To combat the impact of the pandemic on young people, the The European Commission has proposed to make 2022 the European Year of Youth. The aim is to give young people more opportunities in education and employment.

“We cannot afford to have a new lost generation, after the one we lost during the financial crisis 10 years ago,” Rodrigues said.

According to her, the EU should tackle these inequalities while moving towards “a new development model”, based on the green transition and the digital revolution.

When asked if the EU is at the forefront of these transformations, Rodrigues said Europe remains a leading example on Green Deal commitments. Nonetheless, she fears that it may fall short of its digitization goals.

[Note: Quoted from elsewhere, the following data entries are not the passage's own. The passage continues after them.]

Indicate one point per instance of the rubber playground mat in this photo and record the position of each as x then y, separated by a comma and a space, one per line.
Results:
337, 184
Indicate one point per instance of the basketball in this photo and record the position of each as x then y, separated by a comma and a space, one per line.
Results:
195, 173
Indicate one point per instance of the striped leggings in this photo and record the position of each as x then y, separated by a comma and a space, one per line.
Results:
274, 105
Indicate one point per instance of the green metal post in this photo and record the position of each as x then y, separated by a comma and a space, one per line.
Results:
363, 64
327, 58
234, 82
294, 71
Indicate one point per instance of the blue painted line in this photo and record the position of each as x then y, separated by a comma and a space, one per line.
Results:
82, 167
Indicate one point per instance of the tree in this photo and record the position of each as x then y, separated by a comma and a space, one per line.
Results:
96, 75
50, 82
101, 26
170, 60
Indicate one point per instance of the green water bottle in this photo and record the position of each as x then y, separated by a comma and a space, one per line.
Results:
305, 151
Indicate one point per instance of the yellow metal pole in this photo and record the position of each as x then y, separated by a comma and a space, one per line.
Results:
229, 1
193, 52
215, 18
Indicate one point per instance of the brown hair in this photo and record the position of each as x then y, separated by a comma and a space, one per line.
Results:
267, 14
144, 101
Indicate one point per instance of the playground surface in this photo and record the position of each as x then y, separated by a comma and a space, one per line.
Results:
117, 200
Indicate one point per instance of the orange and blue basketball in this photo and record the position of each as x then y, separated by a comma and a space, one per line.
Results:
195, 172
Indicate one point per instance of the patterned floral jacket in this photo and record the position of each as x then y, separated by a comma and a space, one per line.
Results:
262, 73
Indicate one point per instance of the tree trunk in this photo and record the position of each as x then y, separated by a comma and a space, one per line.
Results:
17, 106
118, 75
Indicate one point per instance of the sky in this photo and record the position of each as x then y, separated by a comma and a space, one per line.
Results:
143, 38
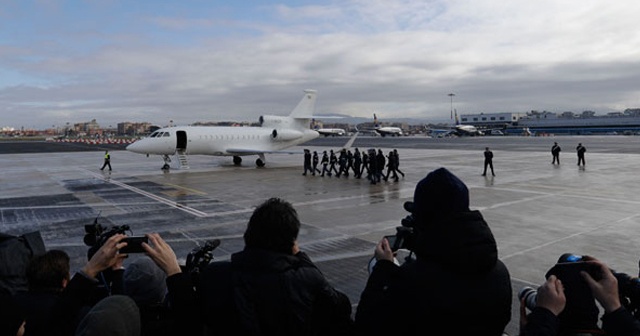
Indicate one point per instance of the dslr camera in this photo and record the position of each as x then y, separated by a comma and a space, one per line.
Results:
96, 235
568, 269
405, 234
199, 258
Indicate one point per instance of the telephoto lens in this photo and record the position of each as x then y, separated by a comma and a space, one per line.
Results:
529, 295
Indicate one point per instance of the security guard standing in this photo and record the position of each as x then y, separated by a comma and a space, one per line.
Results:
107, 160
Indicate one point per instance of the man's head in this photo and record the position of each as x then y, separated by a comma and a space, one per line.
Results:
274, 226
144, 282
438, 195
49, 272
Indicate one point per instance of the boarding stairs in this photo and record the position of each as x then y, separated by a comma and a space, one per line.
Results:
182, 158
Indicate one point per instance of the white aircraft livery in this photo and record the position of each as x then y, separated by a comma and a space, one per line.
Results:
274, 134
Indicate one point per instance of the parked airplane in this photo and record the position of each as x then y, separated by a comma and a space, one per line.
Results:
327, 131
274, 134
456, 130
386, 130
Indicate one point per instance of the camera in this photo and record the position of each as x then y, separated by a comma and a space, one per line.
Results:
629, 292
134, 244
96, 235
405, 234
529, 294
201, 256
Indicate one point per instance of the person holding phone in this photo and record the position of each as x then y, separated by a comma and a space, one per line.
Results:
456, 275
551, 304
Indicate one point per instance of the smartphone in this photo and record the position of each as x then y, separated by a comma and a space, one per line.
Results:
395, 242
134, 244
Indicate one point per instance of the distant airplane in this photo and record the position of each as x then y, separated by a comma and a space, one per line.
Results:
274, 134
386, 130
327, 131
457, 130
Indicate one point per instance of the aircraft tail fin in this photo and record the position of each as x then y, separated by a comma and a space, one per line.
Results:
306, 106
351, 141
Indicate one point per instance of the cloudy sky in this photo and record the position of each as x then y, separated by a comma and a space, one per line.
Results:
205, 60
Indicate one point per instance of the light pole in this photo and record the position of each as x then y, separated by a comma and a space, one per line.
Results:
451, 96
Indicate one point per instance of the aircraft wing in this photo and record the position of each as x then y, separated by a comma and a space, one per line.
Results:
435, 132
246, 151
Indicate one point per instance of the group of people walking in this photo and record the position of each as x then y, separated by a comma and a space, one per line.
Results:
371, 162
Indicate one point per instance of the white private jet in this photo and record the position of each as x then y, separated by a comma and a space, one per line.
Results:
327, 131
274, 134
331, 131
385, 130
457, 130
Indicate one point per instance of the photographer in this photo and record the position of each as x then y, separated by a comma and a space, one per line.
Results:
545, 318
456, 275
83, 291
269, 288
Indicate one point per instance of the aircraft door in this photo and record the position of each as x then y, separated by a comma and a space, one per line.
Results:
182, 140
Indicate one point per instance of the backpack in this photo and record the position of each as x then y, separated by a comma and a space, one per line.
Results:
15, 254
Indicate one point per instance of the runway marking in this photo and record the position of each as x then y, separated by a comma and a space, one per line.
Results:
605, 225
198, 192
165, 201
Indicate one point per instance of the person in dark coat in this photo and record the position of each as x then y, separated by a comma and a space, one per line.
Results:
555, 152
549, 317
357, 163
315, 161
107, 160
488, 161
270, 287
581, 150
455, 283
325, 163
307, 162
333, 160
381, 162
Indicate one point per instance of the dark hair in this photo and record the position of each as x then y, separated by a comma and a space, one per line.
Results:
273, 226
47, 272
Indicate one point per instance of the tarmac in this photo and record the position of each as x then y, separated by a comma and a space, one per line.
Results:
537, 211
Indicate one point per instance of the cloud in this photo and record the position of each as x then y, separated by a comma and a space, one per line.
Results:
400, 58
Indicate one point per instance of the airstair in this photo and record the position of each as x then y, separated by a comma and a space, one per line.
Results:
182, 159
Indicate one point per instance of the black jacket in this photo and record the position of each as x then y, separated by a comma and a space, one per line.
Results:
261, 292
456, 285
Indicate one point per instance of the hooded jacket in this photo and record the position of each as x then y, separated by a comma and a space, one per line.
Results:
262, 292
456, 284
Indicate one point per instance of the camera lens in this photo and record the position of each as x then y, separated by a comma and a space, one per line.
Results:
529, 294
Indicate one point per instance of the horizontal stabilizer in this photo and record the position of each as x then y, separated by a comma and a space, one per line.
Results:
306, 106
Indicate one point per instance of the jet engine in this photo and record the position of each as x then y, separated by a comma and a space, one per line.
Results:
285, 135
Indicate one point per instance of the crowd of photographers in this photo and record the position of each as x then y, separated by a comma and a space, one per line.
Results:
451, 281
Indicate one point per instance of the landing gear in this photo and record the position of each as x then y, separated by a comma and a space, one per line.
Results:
167, 161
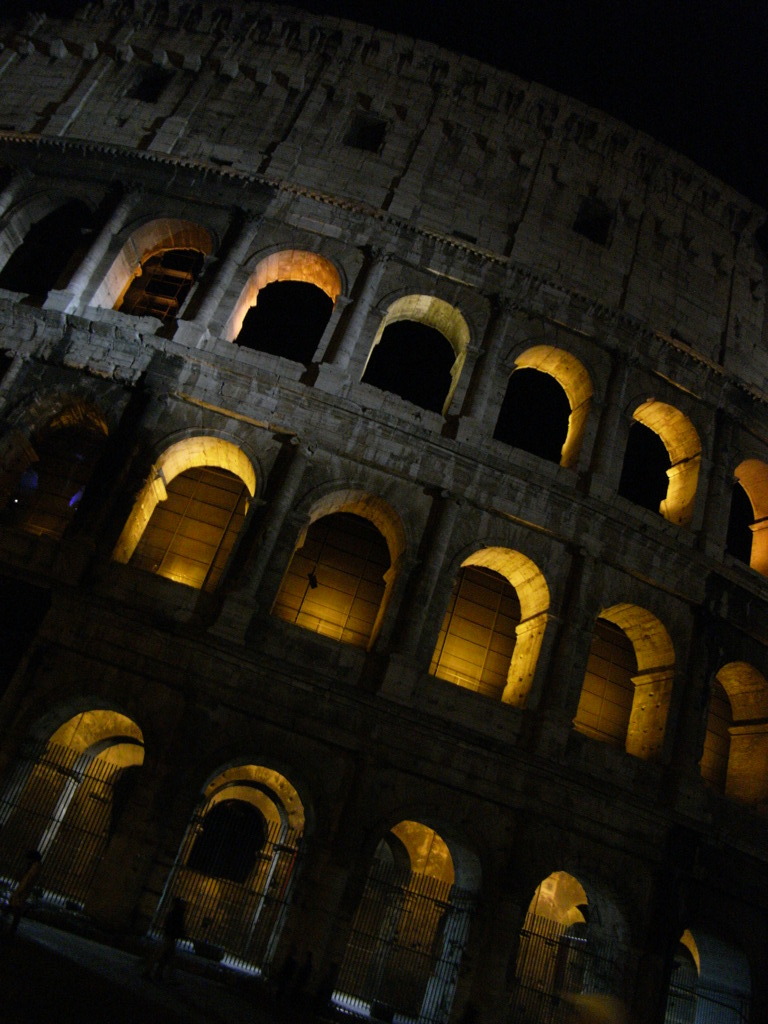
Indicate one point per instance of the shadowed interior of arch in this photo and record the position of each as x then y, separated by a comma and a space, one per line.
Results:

An analysis of Member States’ recovery plans has shown that they below the 2030 digital targets.

“On the digital revolution, we are late and therefore we need to have some kind of wake-up call,” Rodrigues told EURACTIV.

She said Europe must act urgently not to be left behind in the face of strategic competition between the United States and China.

“We must have a European way of leading the digital revolution, which is in line with our values ​​and the way we want to live. “

Digital and green transformations must be based on strong social cohesion to ensure a fair recovery of the EU, Rodrigues said.

“We need to have social cohesion; otherwise, I’m not kidding myself, the green transition and the digital revolution will create new social inequalities that are extremely worrying and strong.